ACTIVE = The high-level unit activation state, i.e. generalization of SUB.
SUB = The low-level unit activation state, values depend on unit type.
1 loaded units listed.
# 4. ping
[root@localhost ~]# ping -c 4 192.168.1.1
PING 192.168.1.1 (192.168.1.1) 56(84) bytes of data.

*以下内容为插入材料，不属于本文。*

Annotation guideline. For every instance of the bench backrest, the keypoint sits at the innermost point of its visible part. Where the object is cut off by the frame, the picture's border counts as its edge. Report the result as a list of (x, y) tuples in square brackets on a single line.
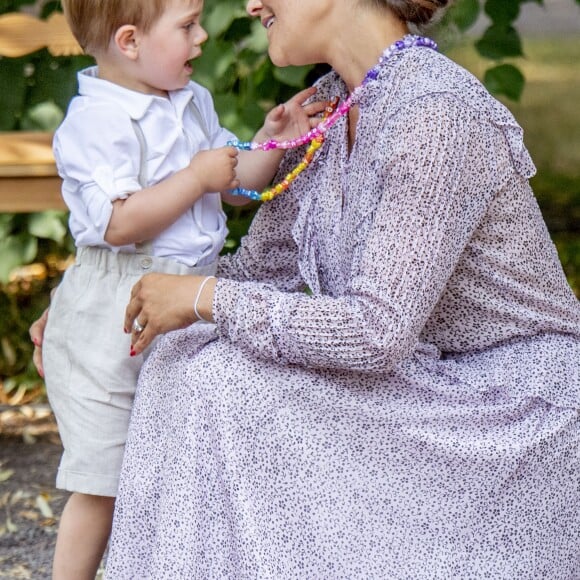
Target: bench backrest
[(28, 175)]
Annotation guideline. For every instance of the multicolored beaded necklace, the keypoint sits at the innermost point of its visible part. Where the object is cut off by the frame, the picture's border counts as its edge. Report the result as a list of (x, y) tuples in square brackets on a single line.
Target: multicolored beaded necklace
[(316, 135)]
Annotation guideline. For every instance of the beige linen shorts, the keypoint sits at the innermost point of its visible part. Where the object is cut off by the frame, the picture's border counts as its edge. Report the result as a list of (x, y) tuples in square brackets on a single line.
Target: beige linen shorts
[(90, 377)]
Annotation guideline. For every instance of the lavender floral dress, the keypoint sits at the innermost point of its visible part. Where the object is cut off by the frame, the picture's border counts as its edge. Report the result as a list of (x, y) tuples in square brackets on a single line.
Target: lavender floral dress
[(416, 416)]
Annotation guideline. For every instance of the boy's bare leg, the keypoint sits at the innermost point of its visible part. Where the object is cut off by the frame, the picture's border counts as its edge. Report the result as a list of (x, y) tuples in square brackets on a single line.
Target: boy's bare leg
[(83, 534)]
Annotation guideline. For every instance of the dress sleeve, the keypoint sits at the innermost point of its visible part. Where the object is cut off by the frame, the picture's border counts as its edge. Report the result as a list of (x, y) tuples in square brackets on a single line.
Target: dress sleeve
[(437, 175)]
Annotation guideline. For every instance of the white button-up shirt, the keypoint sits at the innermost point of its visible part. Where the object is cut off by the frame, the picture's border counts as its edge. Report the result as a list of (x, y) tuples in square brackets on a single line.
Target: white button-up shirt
[(99, 155)]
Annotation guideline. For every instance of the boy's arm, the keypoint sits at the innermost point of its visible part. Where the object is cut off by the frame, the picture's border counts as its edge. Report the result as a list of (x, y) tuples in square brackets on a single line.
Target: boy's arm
[(147, 212)]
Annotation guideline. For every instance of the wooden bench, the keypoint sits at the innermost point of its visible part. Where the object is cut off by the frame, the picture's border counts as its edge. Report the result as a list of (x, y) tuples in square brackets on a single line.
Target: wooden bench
[(28, 177)]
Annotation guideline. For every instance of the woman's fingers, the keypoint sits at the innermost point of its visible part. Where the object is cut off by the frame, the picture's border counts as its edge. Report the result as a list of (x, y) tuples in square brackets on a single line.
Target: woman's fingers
[(159, 303), (36, 332)]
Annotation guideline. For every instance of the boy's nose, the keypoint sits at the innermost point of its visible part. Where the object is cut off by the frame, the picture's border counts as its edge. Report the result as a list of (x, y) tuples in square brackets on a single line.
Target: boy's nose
[(253, 7)]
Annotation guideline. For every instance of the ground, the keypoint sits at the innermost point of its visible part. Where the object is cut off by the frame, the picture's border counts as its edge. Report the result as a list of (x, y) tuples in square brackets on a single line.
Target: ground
[(29, 503)]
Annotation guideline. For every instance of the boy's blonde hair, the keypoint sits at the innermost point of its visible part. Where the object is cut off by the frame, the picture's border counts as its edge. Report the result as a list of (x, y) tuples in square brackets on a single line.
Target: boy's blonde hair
[(93, 22)]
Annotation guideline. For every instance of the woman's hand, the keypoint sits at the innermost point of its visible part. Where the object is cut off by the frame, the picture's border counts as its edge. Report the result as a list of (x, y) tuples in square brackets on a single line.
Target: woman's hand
[(293, 118), (36, 333), (164, 302)]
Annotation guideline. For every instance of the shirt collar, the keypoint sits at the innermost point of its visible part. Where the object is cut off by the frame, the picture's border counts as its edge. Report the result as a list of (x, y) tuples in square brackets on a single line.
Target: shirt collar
[(136, 104)]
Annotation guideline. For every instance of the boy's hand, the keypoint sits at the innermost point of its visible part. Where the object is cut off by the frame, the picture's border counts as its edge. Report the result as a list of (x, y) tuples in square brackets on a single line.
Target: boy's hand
[(215, 169), (293, 118)]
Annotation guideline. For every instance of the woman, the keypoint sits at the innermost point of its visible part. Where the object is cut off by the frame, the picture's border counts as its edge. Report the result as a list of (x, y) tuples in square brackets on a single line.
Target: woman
[(416, 415)]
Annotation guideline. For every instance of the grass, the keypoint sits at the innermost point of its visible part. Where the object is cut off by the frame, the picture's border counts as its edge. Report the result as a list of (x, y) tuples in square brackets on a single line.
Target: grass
[(550, 116)]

64 bytes from 192.168.1.1: icmp_seq=1 ttl=64 time=0.123 ms
64 bytes from 192.168.1.1: icmp_seq=2 ttl=64 time=0.123 ms
64 bytes from 192.168.1.1: icmp_seq=3 ttl=64 time=0.123 ms
64 bytes from 192.168.1.1: icmp_seq=4 ttl=64 time=0.123 ms
— 192.168.1.1 ping statistics —
4 packets transmitted, 4 received, 0% packet loss
rtt min/avg/max/mdev = 0.123/0.123/0.123/0.000 ms
# 5. traceroute
[root@localhost ~]# traceroute www.fgedu.net.cn
traceroute to www.fgedu.net.cn (93.184.216.34), 30 hops max, 60 byte packets
1 192.168.1.1 (192.168.1.1) 0.123 ms 0.123 ms 0.123 ms
2 192.168.1.254 (192.168.1.254) 0.456 ms 0.456 ms 0.456 ms
3 10.0.0.1 (10.0.0.1) 1.234 ms 1.234 ms 1.234 ms
4 93.184.216.34 (93.184.216.34) 12.345 ms 12.345 ms 12.345 ms
# 6. nslookup
[root@localhost ~]# nslookup www.fgedu.net.cn
Server: 192.168.1.1
Address: 192.168.1.1#53
Non-authoritative answer:
Name: www.fgedu.net.cn
Address: 93.184.216.34
# 7. smartctl
[root@localhost ~]# smartctl -H /dev/sda
smartctl 7.2 2020-12-30 r5155 [x86_64-linux-5.14.0-362.el9.x86_64] (local build)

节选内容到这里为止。